Ryen Russillo and Danny Kanell both do not like replays in the NFL because of what it takes away from the game; Mike Greenberg disagrees. (1:34)

The Baltimore Ravens have withdrawn a proposal to overhaul the NFL's replay review system, a source confirmed Thursday, and will not advocate for it during the league's spring meeting next week.

Instead, the competition committee is likely to lead a discussion on more moderate changes to the replay system for 2016. The meeting of the league's 32 owners is scheduled for Tuesday in Charlotte, North Carolina.

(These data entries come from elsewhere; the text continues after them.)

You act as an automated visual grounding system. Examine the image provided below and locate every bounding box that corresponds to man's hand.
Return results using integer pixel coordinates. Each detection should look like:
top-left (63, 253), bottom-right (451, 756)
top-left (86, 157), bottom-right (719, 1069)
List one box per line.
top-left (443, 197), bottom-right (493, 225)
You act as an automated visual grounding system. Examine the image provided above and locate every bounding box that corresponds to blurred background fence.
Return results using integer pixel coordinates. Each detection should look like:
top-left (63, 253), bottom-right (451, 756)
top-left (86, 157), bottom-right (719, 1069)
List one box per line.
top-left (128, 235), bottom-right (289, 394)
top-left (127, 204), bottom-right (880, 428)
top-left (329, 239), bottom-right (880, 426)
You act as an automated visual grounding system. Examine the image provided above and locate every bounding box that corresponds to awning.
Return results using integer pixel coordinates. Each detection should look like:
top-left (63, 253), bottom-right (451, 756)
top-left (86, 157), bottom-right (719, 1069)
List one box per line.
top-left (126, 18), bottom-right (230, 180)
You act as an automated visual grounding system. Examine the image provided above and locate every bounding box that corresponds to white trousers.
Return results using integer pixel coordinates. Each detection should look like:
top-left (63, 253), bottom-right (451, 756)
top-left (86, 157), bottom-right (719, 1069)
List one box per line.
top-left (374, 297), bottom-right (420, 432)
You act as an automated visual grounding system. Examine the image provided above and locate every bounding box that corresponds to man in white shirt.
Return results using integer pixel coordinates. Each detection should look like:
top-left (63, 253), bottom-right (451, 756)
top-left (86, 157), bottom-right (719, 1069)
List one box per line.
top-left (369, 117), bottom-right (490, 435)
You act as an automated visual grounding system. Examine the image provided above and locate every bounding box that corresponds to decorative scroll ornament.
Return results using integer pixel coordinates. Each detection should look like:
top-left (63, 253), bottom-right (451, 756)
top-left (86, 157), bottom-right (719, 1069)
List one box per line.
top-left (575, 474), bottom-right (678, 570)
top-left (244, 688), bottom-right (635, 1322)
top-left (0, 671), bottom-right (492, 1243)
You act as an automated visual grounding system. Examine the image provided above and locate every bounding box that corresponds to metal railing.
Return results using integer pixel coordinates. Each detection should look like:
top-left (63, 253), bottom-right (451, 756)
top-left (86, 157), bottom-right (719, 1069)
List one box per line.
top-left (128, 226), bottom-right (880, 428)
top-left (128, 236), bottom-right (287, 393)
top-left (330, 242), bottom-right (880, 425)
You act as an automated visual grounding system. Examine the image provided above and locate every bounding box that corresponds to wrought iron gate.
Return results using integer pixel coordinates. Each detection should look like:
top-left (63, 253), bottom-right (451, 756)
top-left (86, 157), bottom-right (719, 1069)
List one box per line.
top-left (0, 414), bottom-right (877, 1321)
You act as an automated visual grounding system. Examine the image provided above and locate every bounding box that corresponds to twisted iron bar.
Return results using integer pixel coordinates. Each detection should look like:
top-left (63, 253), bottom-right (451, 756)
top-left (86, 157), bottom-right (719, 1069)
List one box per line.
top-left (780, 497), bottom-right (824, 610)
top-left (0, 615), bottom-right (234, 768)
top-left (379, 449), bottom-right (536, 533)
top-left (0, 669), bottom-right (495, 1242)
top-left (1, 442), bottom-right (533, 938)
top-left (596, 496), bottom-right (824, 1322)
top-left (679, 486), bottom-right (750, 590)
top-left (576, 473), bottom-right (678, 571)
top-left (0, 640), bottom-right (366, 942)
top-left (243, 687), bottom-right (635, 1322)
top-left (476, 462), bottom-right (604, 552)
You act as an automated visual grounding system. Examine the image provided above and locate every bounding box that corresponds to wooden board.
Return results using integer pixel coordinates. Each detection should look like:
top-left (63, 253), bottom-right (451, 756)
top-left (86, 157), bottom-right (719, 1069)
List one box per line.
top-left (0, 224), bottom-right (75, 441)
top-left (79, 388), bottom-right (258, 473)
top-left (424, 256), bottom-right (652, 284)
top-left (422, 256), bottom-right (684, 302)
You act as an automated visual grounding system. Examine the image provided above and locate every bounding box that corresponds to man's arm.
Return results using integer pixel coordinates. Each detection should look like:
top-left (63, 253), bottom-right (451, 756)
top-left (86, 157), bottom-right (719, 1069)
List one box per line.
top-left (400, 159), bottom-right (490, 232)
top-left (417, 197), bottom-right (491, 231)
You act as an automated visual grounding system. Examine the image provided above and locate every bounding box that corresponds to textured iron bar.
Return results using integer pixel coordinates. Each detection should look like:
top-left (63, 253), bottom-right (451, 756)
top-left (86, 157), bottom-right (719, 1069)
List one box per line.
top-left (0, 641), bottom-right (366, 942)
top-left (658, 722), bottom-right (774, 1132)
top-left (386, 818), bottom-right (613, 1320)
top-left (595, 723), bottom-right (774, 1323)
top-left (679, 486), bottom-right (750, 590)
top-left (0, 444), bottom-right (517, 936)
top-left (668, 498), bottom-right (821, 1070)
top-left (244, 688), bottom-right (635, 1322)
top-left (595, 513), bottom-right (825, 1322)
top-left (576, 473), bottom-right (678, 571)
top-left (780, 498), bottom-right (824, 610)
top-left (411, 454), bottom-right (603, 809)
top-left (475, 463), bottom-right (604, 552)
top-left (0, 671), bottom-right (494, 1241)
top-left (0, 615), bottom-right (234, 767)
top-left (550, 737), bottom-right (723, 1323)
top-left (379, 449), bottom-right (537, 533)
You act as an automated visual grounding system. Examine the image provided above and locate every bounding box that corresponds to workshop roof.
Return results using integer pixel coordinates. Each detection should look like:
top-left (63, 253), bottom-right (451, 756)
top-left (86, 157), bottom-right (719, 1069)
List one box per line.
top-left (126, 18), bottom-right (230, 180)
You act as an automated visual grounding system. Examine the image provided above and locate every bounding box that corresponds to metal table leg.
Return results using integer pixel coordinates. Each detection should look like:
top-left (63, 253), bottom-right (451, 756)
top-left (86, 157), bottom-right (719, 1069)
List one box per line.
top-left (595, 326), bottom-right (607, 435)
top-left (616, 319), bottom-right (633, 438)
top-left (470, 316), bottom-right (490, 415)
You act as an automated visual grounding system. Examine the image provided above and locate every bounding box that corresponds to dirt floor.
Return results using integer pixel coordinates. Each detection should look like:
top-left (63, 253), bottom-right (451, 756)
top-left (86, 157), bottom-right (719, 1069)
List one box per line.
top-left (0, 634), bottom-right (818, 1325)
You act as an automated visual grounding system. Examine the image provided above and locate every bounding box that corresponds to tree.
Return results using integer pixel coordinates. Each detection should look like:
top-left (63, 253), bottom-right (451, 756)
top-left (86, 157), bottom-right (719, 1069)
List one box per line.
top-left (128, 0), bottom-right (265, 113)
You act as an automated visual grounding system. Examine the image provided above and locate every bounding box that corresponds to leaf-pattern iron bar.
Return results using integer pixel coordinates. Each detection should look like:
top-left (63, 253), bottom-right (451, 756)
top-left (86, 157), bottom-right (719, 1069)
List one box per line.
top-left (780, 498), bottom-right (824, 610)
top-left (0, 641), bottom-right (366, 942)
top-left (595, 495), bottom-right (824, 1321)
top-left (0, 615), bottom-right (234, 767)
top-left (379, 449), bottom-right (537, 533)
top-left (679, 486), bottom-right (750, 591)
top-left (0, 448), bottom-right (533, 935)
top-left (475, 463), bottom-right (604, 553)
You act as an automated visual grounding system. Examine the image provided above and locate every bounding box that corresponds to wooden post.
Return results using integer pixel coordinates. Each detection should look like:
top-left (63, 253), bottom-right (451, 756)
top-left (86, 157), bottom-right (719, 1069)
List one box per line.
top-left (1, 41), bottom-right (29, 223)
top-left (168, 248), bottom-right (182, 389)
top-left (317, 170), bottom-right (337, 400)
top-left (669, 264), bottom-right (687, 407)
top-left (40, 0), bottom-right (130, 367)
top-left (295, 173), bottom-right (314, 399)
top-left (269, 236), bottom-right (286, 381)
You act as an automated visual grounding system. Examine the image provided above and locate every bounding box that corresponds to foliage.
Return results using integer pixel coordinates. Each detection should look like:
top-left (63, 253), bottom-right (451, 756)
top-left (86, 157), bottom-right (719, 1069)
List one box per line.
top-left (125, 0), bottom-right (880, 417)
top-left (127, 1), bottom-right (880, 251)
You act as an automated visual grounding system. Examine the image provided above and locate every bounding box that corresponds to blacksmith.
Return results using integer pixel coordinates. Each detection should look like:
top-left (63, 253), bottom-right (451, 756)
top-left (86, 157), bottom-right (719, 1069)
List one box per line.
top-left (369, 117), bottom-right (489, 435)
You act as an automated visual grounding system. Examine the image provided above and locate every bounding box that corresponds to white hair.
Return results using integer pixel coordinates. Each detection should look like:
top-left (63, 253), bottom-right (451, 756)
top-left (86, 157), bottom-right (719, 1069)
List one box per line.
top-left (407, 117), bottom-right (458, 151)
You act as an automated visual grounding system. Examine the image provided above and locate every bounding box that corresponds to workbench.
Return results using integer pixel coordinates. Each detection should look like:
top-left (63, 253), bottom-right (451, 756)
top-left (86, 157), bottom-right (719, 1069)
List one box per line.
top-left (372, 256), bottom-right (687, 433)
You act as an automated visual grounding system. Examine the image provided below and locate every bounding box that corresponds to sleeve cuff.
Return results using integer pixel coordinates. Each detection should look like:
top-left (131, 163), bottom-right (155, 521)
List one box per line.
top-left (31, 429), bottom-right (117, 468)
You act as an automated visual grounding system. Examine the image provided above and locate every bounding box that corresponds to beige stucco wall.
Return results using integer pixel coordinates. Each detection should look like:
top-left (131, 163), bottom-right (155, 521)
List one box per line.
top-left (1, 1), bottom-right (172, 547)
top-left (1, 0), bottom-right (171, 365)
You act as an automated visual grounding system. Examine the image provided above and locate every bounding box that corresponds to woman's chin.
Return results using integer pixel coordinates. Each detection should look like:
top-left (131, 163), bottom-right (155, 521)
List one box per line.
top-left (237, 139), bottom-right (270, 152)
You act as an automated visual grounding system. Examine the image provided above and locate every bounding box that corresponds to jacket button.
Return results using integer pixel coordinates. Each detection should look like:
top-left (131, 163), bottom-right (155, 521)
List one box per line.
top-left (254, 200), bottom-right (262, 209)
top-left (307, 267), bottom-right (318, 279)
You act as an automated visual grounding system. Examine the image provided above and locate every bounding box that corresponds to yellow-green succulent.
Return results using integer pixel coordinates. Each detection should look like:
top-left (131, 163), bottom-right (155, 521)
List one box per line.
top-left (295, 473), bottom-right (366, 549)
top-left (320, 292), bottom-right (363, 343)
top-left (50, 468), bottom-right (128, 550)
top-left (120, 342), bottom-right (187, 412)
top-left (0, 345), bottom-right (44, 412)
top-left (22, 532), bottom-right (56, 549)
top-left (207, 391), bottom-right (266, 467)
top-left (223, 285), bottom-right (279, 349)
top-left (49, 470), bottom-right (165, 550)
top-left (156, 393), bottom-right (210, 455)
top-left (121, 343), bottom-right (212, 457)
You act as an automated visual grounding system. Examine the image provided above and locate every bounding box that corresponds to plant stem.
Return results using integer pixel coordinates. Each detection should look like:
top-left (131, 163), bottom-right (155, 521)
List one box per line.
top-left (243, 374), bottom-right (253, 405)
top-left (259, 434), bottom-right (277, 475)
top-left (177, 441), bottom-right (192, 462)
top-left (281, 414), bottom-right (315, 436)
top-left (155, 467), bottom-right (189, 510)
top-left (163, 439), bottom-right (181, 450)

The Ravens caught the attention of many league officials in March with a large-scale proposal to re-imagine the purpose of video replay. It would have wiped out the existing structure, which limited reviews to a small subset of plays, and instead made all but eight categories of penalties reviewable.

Previously unreviewable calls such as face masks and illegal batting would have been included in the new rule. The Ravens believed the concept would have made the game safer, and that it would allow existing technology to correct obvious mistakes exposed by HD camera angles during game broadcasts.

Owners tabled the proposal during meetings in March, and the competition committee has spent the past two months reviewing it. Ultimately, however, the NFL considers replay to be a supplement to in-game officiating rather than a fundamental part of it.

Details of a potential competition committee proposal are still being finalized, a league spokesman said.